Die Deutschen kommen in die Jahre – und ihre Kaufkraft nimmt zu. Die Unternehmen stellen sich darauf ein – aber nur ganz langsam

Wenn Götz George alias Schimanski bei der Jagd nach einem Verbrecher mal wieder über einen Zaun springt, reiben sich viele Zuschauer die Augen. Immerhin wird George in diesem Jahr 65 – und verzichtet trotzdem in den meisten Szenen auf ein Double. In das gängige Bild von den Alten passt der Schauspieler nicht. „Ältere Menschen sind flexibler, wohlhabender und fitter als früher“, sagt Wolfgang Twardawa, Marktforscher bei der Gesellschaft für Konsumforschung (GfK). „Für die Industrie ist das eine Riesenchance.“ Welche Zielgruppe hat schon so viel Geld in der Tasche und will eigentlich nur eines: das Leben genießen. „Trotzdem ist das noch nicht in den Köpfen der Marketingmanager“, sagt Twardawa.

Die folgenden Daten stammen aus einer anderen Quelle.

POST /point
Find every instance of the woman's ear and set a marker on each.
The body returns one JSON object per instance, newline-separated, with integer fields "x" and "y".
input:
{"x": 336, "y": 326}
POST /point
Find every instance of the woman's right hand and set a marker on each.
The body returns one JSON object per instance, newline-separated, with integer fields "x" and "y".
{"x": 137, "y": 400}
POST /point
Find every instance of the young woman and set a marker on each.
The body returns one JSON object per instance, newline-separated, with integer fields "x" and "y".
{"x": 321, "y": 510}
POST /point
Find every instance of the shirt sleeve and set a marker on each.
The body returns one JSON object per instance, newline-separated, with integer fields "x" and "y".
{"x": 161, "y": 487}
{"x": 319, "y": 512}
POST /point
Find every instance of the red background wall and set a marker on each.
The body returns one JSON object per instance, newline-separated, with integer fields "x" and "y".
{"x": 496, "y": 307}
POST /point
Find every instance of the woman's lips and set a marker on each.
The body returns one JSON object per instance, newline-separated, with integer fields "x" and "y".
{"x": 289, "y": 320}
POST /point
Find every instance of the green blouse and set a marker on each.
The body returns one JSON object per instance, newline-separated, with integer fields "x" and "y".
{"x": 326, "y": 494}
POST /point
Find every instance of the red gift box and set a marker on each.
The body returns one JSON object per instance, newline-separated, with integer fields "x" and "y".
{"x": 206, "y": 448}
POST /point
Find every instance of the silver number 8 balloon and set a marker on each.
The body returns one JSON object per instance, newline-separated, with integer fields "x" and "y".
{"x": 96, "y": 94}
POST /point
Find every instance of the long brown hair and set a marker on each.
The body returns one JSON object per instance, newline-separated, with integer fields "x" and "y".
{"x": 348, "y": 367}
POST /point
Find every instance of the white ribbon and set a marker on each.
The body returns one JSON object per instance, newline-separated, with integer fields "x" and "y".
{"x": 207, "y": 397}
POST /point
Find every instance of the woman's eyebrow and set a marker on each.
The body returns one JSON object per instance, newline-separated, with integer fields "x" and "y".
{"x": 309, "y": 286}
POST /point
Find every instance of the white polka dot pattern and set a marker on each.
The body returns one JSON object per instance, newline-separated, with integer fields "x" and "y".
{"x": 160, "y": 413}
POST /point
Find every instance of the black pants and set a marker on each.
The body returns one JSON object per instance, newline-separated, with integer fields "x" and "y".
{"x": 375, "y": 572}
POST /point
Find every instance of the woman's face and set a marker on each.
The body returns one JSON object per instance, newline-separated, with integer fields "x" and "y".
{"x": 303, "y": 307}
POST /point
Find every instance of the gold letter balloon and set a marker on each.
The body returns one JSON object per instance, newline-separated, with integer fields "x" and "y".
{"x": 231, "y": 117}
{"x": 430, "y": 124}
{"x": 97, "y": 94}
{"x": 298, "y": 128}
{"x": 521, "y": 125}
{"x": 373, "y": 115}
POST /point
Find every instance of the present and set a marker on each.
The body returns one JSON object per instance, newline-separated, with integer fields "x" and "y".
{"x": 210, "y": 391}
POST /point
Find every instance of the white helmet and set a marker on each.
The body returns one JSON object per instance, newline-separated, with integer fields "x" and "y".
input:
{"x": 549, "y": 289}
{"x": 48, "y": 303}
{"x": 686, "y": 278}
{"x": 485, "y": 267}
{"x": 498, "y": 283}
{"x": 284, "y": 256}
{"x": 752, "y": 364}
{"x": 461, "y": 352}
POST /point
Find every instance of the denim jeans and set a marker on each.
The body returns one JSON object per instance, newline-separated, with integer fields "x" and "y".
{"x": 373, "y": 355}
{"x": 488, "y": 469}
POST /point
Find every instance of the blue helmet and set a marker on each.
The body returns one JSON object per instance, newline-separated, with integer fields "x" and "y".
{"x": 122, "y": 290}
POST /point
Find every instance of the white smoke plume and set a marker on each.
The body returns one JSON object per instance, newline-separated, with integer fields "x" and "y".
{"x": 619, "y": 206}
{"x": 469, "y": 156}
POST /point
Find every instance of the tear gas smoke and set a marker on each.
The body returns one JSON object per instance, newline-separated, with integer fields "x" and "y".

Dabei hat die Generation „60-plus“ einiges an Kaufkraft zu bieten. Nach Berechnungen des Deutschen Instituts für Wirtschaftsforschung verfügen die über 60-Jährigen über eine Kaufkraft von rund sieben Milliarden Euro – pro Monat. Da es immer mehr alte Menschen gibt, steigt auch deren verfügbares Einkommen in den kommenden Jahrzehnten stetig an. Sind heute noch rund 21 Prozent der in Deutschland lebenden Menschen über 60 Jahre alt, werden es im Jahr 2030 schon 35 Prozent sein.

Nur, dass der Wohlstand der Alten sich nicht dynamisch mit entwickelt. Im Gegenteil: Reicher und wohlhabender als die heutigen Alten werden weitere Rentnergenerationen kaum noch sein. Darauf muss man sich einstellen – nicht nur als künftiger Rentner, sondern auch als heutiger Anleger: Wer seinen Lebensstandard im Alter sichern will, muss heute privat vorsorgen – und dabei genau darauf achten, dass er Anlageobjekte wählt, die vom Alterungsprozess profitieren.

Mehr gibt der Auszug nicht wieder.